L'extraction de sable sur l’île a commencé en 1976 et au milieu des années 1990, de grands rapports sur l’environnement prévenaient que l'ampleur de l'extraction causait des dégâts irréparables.

“Le problème est [que]… en 2006, les techniciens de la division de l'environnement sont venus à Barbuda et ils étaient tellement choqués et consternés par les dégâts qui étaient en train d’être causés qu'ils ont demandé un arrêt immédiat de l'extraction de sable”, a déclaré Mussington à IPS.

Les techniciens ont indiqué qu’à long terme, l'exploitation minière exposerait Barbuda à plusieurs conséquences des changements climatiques, et ils recommandent que l'île cesse cette activité.

Suite à une décision du gouvernement en 2006, a souligné Mussington, les techniciens ont mené des enquêtes, et 103 hectares ont été alloués pour l'extraction de sable. Mais en un an et demi, les 103 hectares ont été épuisés.

“Le sable était supposé être prélevé suivant certaines directives strictes, mais ces règles n'ont jamais été respectées. La superficie accordée a été épuisée”.

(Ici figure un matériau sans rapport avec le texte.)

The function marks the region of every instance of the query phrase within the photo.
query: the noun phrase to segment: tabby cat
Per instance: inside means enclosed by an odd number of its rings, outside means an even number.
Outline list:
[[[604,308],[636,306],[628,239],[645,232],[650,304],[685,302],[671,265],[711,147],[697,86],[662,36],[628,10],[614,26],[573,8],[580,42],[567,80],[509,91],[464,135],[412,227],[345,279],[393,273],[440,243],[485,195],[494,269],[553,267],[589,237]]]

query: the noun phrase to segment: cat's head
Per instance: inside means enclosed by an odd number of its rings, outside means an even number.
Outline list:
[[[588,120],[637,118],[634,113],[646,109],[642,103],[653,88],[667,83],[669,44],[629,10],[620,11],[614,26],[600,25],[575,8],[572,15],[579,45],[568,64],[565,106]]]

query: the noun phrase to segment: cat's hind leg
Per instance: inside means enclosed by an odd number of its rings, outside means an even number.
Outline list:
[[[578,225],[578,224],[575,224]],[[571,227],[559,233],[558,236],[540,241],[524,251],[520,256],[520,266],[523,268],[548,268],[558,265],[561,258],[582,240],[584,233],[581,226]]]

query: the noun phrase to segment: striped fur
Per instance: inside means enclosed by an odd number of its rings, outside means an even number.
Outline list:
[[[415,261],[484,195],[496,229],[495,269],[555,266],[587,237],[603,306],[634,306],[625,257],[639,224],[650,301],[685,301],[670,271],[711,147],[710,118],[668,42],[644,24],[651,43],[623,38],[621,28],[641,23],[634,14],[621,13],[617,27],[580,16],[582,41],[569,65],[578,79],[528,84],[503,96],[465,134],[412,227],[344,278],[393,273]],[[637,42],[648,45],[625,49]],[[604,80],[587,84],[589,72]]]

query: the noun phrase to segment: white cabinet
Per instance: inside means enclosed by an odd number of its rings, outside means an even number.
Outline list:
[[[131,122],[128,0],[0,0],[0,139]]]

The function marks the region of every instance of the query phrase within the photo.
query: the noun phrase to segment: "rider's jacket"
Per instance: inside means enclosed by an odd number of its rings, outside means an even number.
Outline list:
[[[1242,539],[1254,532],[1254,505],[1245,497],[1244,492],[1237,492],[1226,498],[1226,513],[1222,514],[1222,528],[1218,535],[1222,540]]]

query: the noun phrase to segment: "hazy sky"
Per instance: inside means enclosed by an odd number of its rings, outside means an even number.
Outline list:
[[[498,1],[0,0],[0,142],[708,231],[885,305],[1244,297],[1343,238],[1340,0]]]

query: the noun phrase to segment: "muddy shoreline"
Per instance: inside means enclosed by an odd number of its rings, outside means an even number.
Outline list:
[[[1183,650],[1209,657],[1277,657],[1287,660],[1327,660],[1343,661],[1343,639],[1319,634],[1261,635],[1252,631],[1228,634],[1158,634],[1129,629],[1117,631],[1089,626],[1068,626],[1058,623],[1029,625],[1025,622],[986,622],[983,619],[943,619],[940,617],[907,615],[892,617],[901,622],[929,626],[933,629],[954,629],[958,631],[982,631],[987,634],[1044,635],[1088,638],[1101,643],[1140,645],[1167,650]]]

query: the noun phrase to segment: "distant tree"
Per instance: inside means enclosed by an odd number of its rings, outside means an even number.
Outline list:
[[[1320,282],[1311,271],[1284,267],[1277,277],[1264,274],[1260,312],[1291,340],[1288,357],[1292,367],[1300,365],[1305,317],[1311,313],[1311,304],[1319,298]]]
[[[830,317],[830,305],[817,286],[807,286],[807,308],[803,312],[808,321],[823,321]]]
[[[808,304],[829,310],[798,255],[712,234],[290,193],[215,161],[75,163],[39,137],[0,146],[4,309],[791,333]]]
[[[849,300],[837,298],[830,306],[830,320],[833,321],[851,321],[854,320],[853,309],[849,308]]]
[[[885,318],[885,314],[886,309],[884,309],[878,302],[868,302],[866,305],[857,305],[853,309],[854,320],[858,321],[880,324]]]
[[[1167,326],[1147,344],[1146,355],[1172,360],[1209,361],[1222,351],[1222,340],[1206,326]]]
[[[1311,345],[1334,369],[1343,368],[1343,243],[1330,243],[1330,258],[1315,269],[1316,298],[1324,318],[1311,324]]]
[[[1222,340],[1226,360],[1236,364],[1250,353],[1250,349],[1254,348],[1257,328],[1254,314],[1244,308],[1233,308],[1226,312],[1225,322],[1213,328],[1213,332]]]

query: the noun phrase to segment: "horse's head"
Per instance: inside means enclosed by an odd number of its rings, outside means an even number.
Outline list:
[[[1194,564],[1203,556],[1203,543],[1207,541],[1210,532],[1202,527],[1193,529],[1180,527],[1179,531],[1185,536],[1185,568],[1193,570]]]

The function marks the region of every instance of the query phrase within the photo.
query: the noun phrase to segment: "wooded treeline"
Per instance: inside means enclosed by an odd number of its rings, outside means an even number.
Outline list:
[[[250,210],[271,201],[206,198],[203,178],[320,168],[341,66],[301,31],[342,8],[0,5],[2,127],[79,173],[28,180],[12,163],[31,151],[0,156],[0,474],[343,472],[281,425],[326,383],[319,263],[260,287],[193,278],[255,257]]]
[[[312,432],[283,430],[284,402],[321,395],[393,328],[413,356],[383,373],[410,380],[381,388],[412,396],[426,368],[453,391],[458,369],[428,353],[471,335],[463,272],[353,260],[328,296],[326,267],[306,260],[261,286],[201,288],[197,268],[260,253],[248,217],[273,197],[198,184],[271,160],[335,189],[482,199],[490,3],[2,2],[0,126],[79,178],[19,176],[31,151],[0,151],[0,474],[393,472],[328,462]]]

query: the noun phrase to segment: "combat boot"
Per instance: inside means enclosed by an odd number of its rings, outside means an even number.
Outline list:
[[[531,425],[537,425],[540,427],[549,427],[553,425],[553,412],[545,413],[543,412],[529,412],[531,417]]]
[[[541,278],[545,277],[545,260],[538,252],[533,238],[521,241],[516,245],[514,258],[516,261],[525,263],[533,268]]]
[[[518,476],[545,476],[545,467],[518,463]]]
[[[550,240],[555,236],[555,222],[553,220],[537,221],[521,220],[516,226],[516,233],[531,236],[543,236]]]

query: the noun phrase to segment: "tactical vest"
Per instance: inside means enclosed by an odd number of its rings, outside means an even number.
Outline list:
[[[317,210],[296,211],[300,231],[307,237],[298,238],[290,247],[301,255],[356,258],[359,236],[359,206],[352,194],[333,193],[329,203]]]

Qualifiant l’extraction de sable à grande échelle de “pratique destructrice et irrationnelle”, Eli Fuller, un écologiste marin, a proposé des moyens de revenus alternatifs pour les gens de Barbuda, notamment la pêche sportive en eau profonde avec des équipements légers.

Fuller a ajouté que le tourisme de croisière pourrait être également une source de revenus. “La plupart des navires visitant certaines des destinations les plus célèbres des Caraïbes jettent l’ancre près de la côte et déposent leurs clients sur de petits quais sur la côte”, a-t-il souligné.

“Sans aucun investissement important, cela pourrait se produire à Barbuda presque immédiatement. Un ou deux petits navires par semaine pourraient fournir beaucoup plus d'emplois que ce que fait l'industrie minière entière à Barbuda”, a ajouté Fuller.